Lo stratagemma narrativo del manoscritto del nonno di Dominick - un emigrato siculo afflitto da un destino avverso a causa della sua natura sciovinista - che avrebbe potuto essere un buono stimolo costruttivo, risulta purtroppo poco più di un orpello diegetico; un amuleto maledetto che sancisce la predeterminazione soprannaturale del destino della famiglia Birdsey, costruendo aspettative che vengono disattese e perdendo forse un occasione per approfondire le vicende relative al personaggio della madre di Dominick e Thomas.

Insomma, ci troviamo di fronte ad una serie di elementi narrativi che avrebbero potuto essere arricchiti nelle dinamiche e nelle intenzioni, senza sacrificare la controparte tragica che, senza argini a delimitarne la portata, si rivela così debordante e fuori controllo, con poco spazio di metabolizzazione e di reazione. Nonostante questo I Know This Much Is True colpisce tutti i punti i giusti; l'unica sua pecca è quella di fossilizzarsi nell'esercizio del dolore.

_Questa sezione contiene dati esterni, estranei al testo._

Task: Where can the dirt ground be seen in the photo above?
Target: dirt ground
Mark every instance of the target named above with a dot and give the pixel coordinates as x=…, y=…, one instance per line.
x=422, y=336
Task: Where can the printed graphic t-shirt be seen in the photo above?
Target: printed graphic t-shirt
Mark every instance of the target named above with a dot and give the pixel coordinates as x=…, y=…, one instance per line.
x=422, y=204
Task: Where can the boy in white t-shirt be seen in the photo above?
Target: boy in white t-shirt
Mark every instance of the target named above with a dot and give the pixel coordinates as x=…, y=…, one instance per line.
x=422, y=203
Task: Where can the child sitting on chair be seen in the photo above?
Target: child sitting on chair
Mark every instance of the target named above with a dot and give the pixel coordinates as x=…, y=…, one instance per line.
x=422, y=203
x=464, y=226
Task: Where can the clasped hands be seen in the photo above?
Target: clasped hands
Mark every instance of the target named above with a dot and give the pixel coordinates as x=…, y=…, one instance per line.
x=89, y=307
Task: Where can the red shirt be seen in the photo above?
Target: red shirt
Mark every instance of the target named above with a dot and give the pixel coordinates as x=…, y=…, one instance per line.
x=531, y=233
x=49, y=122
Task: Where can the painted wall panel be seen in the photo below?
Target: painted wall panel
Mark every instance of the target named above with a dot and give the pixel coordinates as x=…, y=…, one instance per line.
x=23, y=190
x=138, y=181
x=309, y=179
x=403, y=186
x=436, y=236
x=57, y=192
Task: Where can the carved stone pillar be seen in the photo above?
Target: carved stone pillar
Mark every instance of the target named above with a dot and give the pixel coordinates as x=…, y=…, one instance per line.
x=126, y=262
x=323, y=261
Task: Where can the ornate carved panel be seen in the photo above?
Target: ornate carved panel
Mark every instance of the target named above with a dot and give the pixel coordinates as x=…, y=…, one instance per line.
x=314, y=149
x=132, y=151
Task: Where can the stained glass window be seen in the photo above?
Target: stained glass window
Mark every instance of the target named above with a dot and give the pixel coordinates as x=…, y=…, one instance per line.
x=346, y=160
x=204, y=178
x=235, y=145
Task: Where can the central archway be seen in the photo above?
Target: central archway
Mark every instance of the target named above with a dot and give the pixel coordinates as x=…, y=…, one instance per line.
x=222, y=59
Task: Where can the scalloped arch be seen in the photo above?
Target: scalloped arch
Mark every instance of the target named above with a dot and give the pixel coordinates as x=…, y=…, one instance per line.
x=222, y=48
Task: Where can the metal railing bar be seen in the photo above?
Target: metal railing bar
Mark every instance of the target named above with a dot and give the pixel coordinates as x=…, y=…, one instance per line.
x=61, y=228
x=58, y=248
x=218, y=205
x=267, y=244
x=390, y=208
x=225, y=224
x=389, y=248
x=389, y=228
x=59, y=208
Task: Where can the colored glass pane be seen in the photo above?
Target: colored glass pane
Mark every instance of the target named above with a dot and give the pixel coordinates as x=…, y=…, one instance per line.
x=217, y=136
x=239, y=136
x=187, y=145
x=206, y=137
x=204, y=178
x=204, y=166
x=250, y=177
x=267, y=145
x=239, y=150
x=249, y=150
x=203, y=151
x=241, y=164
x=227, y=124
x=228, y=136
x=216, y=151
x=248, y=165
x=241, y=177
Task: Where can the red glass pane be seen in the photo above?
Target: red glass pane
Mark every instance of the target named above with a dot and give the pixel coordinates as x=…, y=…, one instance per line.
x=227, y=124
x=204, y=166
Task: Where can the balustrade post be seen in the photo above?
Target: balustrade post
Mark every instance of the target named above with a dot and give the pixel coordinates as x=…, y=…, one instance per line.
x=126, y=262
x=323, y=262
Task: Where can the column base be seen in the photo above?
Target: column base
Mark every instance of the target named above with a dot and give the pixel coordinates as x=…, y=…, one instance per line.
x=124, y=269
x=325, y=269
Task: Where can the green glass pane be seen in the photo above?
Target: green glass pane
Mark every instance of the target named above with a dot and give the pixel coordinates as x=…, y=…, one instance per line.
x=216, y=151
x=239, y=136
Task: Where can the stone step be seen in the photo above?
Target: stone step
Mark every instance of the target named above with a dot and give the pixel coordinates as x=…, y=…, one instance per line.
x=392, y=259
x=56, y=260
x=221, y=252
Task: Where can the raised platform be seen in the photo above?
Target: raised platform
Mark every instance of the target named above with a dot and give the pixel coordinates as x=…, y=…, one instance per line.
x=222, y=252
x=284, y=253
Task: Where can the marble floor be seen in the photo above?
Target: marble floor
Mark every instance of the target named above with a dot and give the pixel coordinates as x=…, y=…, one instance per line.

I Know This Much Is True Ci sono opere che riescono a scavare una breccia nell'animo dello spettatore; è il caso di I Know This Much Is True. Purtroppo quella di Cianfrance non è una goccia tragica che scava la roccia modellando personaggi e linee narrative, ma un vero e proprio tsunami di sciagure che investe non solo i personaggi, ma soprattutto il pubblico, che si ritrova ad annaspare alla ricerca di detriti narrativi ai quali aggrapparsi per non affondare nello sconforto e nella totale mancanza di speranza e redenzione, nonostante il timido finale si muova in questo senso. Su tutto il cast giganteggia la figura stoica di Mark Ruffalo, che ruba gli scarni elementi della sceneggiatura per appropriarsi di sentimenti e stati d'animo, rincarando la dose con la titanica doppia interpretazione dei gemelli Birdsey. A corollario del protagonista, che è a tutti gli effetti la chiave di volta che sorregge l'impalcatura della messa in scena della serie, c'è un cast di tutto rispetto che offre ottime interpretazioni; su tutte quelle di Rosie O'Donnel e di John Procaccino. La regia di Cianfrance garantisce un'identità solida alla miniserie, riuscendo talvolta a superare - nella maggior parte dei casi ad aggirare - i limiti di sceneggiatura e di sviluppo dell'intreccio e dei personaggi. L'anatema che grava sulla famiglia Birdsey pende sullo spettatore come una spada di Damocle senza possibilità di fuga e la tragedia diventa troppo presto melodramma. Solo la comprovata capacità di Cianfrance di lavorare sugli attori e il suo tocco intimista riescono ad elevare la serie a livelli non certo irraggiungibili, pagando lo scotto di promesse che non sono state mantenute.